Very interesting article Katana, thanks for posting. These paragraphs are of particular note:
"Bell Potter's oil and gas man Johan Hedstrom says that it is probable that the company won't need to raise cash partly because of its $US100 million debt facility. The company can draw down $US25 million of it at this point, but this is based on its oil and gas reserves at 30 June, last year. It's undergoing a review of those reserves, which should more than double, meaning increased cash flow and Sundance will be able to draw down more funds.
The main reason for Hedstrom's confidence is the sale of one Sundance's Bakken assets for between $US150 million and $US200 million. This could go ahead as early as September, but there is always a risk, says Hedstrom: “If the sale doesn't happen Sundance might have to come to the market or slow down its ambitious growth plan.”
I've got no clue where the $150-200 million figure comes from.
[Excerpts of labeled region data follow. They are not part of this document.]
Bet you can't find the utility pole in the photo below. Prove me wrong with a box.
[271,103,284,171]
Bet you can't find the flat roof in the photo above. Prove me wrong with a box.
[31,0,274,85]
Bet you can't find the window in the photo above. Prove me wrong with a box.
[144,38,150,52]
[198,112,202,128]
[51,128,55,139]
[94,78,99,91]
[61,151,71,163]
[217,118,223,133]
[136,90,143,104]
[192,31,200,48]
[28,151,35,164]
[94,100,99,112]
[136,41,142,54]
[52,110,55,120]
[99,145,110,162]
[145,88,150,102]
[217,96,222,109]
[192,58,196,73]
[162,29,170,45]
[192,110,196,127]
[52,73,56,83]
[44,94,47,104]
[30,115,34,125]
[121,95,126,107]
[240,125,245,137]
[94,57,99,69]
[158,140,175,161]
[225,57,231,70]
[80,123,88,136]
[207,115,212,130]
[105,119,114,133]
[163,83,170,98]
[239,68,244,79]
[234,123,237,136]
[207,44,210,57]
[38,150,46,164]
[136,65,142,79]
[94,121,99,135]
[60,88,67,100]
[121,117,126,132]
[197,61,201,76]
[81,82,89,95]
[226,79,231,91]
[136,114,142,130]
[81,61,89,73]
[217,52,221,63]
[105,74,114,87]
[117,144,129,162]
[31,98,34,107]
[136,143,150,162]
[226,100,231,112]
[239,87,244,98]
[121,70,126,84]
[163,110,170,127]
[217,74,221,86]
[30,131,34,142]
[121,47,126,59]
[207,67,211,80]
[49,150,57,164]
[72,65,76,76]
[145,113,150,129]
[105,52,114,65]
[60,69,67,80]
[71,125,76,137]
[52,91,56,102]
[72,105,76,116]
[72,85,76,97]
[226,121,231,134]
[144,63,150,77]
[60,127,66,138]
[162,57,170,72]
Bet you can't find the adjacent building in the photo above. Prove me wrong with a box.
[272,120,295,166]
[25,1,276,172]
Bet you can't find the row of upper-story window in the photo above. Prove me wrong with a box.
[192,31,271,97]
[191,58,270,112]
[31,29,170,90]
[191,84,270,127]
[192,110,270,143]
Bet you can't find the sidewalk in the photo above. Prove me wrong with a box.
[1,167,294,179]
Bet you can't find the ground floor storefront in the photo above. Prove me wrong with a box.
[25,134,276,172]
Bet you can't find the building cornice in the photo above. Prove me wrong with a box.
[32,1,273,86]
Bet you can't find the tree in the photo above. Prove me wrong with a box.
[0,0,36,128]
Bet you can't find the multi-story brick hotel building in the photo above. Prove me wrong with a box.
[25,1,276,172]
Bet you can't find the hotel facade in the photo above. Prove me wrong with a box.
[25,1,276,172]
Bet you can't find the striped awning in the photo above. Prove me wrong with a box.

They may have got the Goliath sale confused with the South Antelope newspaper article, because as much as I'd like to, not one for second do I believe that Goliath would fetch that much.
I took the July Analyst Presentation as a hint that future Bakken sales (for South Antelope and Phoenix) could be considered to focus on the company operated growth plan, but I'm sure the Bell Potter's guy isn't talking about that as he mentions 'as early as September'.
That is unless SEA is looking to package their WI% with Helis' divestiture of their South Antelope percentage interest.